The increasing demand for wireless sensing systems has led to the exploration of alternative technologies to overcome the spectrum scarcity of traditional approaches based on radio frequency (RF) waves or microwaves. Incoherent light sources, such as light-emitting diodes, offer potential as an attractive option for wireless sensing. Unlike coherent light or lasers, incoherent visible and infrared light is low-intensity and safe for human eyes and skin. However, the application of incoherent light in wireless sensing is still an emerging research topic. This dissertation proposal explores the immense potential of incoherent light in wireless sensing through its various indoor and outdoor applications.

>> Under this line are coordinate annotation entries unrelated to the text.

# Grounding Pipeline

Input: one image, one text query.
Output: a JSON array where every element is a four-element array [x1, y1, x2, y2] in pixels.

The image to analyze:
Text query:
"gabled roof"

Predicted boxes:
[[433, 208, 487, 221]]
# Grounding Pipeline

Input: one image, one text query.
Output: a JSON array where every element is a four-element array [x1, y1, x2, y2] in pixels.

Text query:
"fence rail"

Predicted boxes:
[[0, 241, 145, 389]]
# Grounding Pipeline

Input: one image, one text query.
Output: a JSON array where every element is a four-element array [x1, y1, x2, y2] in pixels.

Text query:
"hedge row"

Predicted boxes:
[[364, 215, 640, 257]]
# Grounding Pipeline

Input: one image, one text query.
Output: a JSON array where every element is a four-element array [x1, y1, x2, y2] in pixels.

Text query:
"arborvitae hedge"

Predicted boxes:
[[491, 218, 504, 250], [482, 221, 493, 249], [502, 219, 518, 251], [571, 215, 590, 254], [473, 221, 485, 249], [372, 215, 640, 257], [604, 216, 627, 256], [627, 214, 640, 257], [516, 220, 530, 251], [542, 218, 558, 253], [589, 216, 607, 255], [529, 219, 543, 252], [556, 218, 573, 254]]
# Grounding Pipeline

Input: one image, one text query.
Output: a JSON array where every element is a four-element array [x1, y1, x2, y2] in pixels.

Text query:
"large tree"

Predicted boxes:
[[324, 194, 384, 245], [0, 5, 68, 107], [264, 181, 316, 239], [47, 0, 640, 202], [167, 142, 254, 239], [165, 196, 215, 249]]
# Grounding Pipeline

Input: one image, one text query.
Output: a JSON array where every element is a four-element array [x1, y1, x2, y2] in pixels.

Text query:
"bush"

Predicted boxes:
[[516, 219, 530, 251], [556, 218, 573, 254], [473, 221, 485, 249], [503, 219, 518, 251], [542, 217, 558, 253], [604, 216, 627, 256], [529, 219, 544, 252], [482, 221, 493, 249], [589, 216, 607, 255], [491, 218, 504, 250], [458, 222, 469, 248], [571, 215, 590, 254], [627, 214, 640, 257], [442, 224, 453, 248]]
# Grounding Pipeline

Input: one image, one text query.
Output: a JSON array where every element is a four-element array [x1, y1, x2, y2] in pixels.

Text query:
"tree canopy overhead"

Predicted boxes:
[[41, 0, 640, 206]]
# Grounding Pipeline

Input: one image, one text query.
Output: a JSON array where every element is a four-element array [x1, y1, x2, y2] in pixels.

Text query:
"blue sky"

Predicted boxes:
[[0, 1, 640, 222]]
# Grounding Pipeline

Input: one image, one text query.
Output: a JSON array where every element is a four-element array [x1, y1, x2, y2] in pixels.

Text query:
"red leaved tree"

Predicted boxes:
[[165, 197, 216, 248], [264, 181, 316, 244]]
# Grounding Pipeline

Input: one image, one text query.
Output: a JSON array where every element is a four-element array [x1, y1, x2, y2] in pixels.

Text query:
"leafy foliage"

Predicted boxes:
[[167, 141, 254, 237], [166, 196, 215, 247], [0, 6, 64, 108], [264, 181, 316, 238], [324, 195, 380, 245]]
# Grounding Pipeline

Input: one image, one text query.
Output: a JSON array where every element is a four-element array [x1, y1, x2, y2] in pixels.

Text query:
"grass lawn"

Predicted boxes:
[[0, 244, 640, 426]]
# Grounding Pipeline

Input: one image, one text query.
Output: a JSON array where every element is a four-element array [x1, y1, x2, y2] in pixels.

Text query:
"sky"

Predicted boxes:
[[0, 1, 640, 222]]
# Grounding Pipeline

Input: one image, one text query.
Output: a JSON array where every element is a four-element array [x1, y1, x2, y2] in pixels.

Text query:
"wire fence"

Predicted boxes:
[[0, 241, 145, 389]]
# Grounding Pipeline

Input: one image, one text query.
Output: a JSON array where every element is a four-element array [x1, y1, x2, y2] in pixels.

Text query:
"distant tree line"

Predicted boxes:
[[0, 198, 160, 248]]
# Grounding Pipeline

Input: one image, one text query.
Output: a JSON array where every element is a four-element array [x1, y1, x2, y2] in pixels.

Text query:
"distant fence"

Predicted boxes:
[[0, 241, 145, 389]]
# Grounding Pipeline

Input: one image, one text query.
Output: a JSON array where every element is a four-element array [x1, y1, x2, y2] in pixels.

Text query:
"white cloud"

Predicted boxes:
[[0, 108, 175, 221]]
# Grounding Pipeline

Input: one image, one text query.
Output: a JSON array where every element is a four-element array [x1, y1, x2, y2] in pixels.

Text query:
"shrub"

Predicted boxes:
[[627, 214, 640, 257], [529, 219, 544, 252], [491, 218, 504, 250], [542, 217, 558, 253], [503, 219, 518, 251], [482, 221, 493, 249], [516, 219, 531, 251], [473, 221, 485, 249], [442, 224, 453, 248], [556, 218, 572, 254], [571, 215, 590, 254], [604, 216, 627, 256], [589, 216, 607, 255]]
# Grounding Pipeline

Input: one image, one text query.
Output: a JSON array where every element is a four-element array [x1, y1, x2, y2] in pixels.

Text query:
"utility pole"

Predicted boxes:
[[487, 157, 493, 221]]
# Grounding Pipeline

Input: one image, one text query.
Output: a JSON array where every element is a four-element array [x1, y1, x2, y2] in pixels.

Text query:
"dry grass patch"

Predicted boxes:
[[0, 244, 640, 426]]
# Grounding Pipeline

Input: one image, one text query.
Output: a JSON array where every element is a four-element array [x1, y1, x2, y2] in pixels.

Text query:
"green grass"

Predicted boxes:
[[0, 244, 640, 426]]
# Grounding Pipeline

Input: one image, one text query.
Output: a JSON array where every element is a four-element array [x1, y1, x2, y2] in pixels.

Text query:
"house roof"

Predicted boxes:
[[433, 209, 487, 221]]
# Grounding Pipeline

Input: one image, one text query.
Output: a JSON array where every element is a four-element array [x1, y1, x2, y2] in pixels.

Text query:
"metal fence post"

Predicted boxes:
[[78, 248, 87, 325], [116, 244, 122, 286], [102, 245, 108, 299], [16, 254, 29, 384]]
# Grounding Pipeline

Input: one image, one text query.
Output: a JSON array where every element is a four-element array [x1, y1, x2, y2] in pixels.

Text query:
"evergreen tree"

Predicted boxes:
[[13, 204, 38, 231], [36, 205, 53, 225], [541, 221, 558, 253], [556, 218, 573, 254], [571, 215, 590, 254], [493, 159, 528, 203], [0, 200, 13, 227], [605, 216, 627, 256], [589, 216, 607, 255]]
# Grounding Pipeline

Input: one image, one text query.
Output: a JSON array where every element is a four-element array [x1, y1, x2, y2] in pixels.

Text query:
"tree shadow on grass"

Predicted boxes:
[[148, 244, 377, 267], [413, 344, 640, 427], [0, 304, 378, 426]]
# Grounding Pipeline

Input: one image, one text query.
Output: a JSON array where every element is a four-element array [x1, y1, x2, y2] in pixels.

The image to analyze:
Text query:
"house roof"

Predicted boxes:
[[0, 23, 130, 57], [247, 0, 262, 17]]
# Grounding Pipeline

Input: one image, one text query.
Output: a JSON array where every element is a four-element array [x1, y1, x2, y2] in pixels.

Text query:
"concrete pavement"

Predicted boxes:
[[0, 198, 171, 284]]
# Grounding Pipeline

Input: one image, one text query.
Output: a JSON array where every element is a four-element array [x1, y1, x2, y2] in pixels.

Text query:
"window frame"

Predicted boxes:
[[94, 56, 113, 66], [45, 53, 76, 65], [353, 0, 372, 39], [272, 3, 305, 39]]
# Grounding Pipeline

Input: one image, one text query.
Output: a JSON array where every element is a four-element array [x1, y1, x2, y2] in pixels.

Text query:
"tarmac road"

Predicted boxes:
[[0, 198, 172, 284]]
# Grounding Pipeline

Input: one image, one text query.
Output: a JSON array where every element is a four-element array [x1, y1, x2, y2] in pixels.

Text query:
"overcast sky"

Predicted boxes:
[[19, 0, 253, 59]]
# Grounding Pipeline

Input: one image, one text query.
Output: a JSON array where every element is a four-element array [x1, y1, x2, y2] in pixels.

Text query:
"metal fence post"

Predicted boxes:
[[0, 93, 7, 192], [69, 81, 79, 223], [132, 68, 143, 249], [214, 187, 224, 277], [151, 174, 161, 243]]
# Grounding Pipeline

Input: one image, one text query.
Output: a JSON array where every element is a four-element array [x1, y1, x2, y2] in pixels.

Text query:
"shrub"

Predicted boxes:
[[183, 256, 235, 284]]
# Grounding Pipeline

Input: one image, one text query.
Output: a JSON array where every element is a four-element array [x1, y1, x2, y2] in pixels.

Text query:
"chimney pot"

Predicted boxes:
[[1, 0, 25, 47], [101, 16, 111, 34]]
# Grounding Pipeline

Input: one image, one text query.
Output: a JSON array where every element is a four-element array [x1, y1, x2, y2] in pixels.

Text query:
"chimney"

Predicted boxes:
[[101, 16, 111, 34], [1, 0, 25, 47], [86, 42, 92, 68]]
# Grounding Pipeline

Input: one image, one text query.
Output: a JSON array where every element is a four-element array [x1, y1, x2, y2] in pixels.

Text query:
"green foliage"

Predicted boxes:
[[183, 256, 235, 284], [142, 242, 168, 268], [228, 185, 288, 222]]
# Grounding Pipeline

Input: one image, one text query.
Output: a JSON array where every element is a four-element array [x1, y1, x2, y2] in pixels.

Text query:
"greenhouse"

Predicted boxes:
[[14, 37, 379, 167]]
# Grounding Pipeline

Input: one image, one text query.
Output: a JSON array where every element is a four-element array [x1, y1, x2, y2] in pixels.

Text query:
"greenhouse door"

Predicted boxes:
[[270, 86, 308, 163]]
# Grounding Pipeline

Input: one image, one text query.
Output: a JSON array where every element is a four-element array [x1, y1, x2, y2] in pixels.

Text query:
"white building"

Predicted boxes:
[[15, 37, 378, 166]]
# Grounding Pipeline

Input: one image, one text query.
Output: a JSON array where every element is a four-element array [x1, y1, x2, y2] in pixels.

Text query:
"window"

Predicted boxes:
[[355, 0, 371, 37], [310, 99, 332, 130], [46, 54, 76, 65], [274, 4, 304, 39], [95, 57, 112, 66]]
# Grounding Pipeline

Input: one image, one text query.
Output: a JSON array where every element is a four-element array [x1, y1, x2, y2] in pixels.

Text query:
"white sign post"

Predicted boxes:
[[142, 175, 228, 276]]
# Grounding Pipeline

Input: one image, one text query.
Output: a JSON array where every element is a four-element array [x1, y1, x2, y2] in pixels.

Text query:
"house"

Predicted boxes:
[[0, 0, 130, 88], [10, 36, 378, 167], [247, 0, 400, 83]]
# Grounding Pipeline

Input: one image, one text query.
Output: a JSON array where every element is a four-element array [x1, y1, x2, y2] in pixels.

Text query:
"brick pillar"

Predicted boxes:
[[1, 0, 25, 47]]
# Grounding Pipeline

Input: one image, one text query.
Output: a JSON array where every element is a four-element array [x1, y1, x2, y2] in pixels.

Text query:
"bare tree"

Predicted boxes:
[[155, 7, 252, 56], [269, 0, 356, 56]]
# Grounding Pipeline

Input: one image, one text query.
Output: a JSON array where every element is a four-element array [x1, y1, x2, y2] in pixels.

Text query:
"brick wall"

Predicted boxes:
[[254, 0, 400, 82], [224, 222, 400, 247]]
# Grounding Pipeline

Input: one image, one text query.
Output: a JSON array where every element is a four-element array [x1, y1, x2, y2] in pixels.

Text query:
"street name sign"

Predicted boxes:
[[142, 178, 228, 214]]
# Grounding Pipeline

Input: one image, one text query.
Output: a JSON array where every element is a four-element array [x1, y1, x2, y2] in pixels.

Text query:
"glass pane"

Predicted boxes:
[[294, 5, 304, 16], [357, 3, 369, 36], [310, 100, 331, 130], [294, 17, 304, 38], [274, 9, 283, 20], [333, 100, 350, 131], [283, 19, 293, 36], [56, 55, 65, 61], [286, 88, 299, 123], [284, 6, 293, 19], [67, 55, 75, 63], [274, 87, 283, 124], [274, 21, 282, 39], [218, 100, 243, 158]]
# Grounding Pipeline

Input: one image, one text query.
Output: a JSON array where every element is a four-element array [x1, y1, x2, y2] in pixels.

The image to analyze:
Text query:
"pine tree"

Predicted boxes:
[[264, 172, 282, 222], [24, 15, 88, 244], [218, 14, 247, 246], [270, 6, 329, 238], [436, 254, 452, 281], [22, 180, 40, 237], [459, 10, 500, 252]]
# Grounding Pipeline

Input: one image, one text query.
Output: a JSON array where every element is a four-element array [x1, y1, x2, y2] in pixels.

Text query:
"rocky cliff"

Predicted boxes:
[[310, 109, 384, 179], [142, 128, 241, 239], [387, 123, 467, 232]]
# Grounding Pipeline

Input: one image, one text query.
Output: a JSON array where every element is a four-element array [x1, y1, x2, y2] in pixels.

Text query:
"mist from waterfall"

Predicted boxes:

First, we propose a new system model for incoherent light-wave sensing (LWS), where incoherent light is transmitted to the subject and the modulated reflected light is captured using a light sensor. Signal processing techniques and machine learning are employed to analyze the collected data, providing valuable insights about the subject in a non-contact and safer manner. Additionally, a few applications of LWS from the literature including vehicular speed estimation, vitals monitoring, glucose sensing, occupancy estimation and structural health monitoring are reviewed in brief. Second, the applications of machine learning in various stages of non-contact vitals monitoring using RF and camera-based sensing have been thoroughly reviewed from recent literature. Third, we present a non-contact respiratory anomaly detection system using infrared sensing that can classify normal breathing, 6 different types of abnormal breathing and erroneous data with up to 96.75% accuracy. Robot-simulated respiration validates the proof of concept, and the system performs effectively even with training data collected at variable distances within 1.5m from the LWS setup. Finally, we explore another application, hand gesture recognition using incoherent light, where infrared sensing differentiates among 8 different gestures within a 20-35cm range with 96% average accuracy. Incoherent light has the potential to supersede other wireless sensing technologies like RF, laser and camera, by providing additional benefits including easy implementation, reusable frequency, minimum interference, enhanced privacy and simpler data processing. This dissertation sets the foundation for extensive investigation into the advantages and constraints of leveraging incoherent light in the realm of wireless sensing.